SCOTTSDALE, Ariz. — On the 100th anniversary of the Black Sox gambling scandal that threatened to destroy the game, betting on baseball is front and center again in a way that must have Kennesaw Mountain Landis, the game’s first commissioner, spinning in his grave.
Major League Baseball is embracing legal betting at unprecedented levels. The league and its teams already had a partnership with Draft Kings, a pay-to-play fantasy league, and in November announced a multiyear marketing partnership with MGM Resorts International, one of the world’s largest gaming operators.
Last week, MLB announced another partnership, with a company called Sportradar, which will get global rights to transmit real-time statistical data and game feeds to regulated betting operations in the United States and abroad.
The league’s motivation can best be summarized in the old saw, “If you can’t beat ’em, join ’em.” Or, hoping to get their cut, “There’s gold in them thar hills.”
At the same time, this push into baseball betting will come with rules and procedures within the game that will impact everything from official scoring to when and how teams can release lineups each day.
Last May, the U.S. Supreme Court ruled that all 50 states, not just Nevada, should be allowed to adopt legal sports betting. Since then, according to an ESPN gambling-bill tracker, Rhode Island, New Jersey, Pennsylvania, Delaware, West Virginia, Mississippi and New Mexico have approved full-scale legal sports betting.

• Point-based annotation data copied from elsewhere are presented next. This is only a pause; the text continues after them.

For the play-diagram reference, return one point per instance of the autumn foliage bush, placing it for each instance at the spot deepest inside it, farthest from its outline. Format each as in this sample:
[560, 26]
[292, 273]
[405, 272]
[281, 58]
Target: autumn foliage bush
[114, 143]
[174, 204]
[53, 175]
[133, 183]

New York and Arkansas are about to join them, and 29 other states, including California, have bills in the hopper.
Every spring, Major League Baseball security officials visit the 30 teams to warn players about potential scams, associating with the wrong people, staying safe on the road, the evils of drugs and such.
When the Giants had their meeting last week, the gambling issue was front and center.
“They led with that,” second baseman Joe Panik said. “When they lead with that, they know that’s what people will pay attention to. They always go over Rule 21. This time they talked a little bit more about gambling and paying attention to people you deal with and outside influences.”
Rule 21 is an outgrowth of the edict that Landis handed down in 1921 when he banned for life eight members of the 1919 Chicago White Sox for throwing the World Series against the Reds at the behest of gamblers. Team owners had hired Landis as the first commissioner, with unlimited powers, to clean up the game and restore its reputation.
Rule 21 not only forbids anyone connected with Major League Baseball from betting on games, which got Pete Rose banned for life in 1989, it also spells out punishment for players who throw games or do not give their best effort.
A hundred years ago, gamblers sidled up to players in hotel lobbies and back alleys to make their moves. Now, with instantaneous global communications, the opportunity for abuse is limitless.
Giants coaches and officials have not been briefed on all the new regulations, but they learned they now must submit their lineups to Major League Baseball for review at least 15 minutes before they are released to the press and public.
“We are updating a number of our procedures to reduce integrity risks associated with the expansion of sports betting in light of the Supreme Court’s ruling last May,” the league said in a statement. “One new procedure is that we now ask clubs to submit starting lineups in a uniform fashion in order to reduce the risk of confidential information being ‘tipped.’
“This approach mirrors those of international sports leagues in more developed betting markets.”
One avenue for abuse is official scorers, who decide between hits and errors, wild pitches and passed balls, and other stuff that can affect over-under betting on a team’s hits, wagers on a hitter’s or pitcher’s statistical performance in any given game or even prop bets on odd scoring decisions that could occur.
Major League Baseball has professionalized official scoring and standardized training in recent years for reasons that go beyond gambling. However, sources say screening of candidates is being tightened and scorers are being kept apprised of new policies they must follow.
Baseball’s agreement with Sportradar comes with “sports integrity” services.
“Sportradar will be monitoring and analyzing every MLB game via its award-winning fraud detection system and providing MLB with educational components, as well as access to its intelligence and investigations services,” the league’s news release said.
In other words, Sportradar will run millions of bits of betting and game data through its algorithms to ferret out anything that does not look kosher.
Are daily injury reports next? The NFL issues them partly to provide uniform information for bettors.
For this year, no.
Will ballclubs be required to announce starting pitchers by a certain time, including the use of openers, to keep things on the up and up?
Giants coaches don’t know, but they hope to find out before the season begins.